German retailer Tengelmann does not plan to be a shareholder in A&P when the US retailer emerges from Chapter 11 bankruptcy.

A spokesperson for Tengelmann today (14 July) that the company "does not plan to re-invest" in A&P after the retailer leaves bankruptcy protection.

Tengelmann owns around 38% of A&P but has written the value of its stake. The spokesman said Tengelmann indicated that the firm did not have complete faith in A&P's turnaround plan. "They have to bring out a new concept. It is not the right concept," the spokesperson said.

A&P filed for Chapter 11 in December after the 2008 acquisition of fellow US retailer Pathmark - and competition from the likes of Target Corp. and Wal-Mart Stores - put financial pressure on the company.

The retailer made a series of executive changes and closed stores before applying for Chapter 11 and, since attaining the protection, has made similar moves, putting more outlets up for sale and naming a clutch of marketing and merchandising executives.

Tengelmann chief executive Karl-Erivan Haub yesterday told reporters that the retailer hoped A&P could be "led out of its insolvency", Reuters reported. However, he added: "We do not believe that we will be significant shareholders after the process ends."
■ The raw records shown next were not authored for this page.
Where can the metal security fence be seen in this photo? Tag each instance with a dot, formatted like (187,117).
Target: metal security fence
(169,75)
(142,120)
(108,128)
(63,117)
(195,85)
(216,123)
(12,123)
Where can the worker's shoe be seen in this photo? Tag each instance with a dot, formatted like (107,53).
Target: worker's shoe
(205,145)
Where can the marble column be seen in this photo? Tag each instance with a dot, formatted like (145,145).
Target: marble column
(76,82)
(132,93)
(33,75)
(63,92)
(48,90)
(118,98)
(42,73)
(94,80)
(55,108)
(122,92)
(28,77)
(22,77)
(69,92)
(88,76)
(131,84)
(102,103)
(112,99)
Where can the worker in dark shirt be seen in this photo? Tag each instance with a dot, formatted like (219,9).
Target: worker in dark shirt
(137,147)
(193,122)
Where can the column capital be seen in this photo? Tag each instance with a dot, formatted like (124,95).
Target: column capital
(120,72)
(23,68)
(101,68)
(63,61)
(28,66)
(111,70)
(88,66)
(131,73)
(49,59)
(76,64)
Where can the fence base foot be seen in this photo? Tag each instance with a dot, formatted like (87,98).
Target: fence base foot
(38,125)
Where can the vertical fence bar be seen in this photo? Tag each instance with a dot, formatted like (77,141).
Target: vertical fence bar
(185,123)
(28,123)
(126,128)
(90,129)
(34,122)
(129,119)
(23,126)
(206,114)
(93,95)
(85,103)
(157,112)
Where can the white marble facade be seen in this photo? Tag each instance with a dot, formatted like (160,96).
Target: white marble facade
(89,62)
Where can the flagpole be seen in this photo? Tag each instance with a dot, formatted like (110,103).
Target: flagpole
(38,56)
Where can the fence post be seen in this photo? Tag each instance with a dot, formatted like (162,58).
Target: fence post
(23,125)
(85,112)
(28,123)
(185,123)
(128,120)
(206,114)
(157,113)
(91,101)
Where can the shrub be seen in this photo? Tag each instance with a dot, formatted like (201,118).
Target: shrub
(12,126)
According to Reuters, Tengelmann CFO Juergen Boeckel noted: "A&P is currently in freefall."

Yesterday, Tengelmann, which owns the German supermarket chain Kaiser, reported a 4.1% rise in sales in 2010 to EUR10.52bn (US$14.90bn). The company, which also owns discount clothing chain Kik and DIY retailer OBI, said sales from its Kaiser business were up 0.1% at EUR2.16bn.

The spokesperson said sales from Kaiser were affected by the disposal of 85 stores and a programme to remodel its outlets.

Tengelmann does not disclose its profit numbers.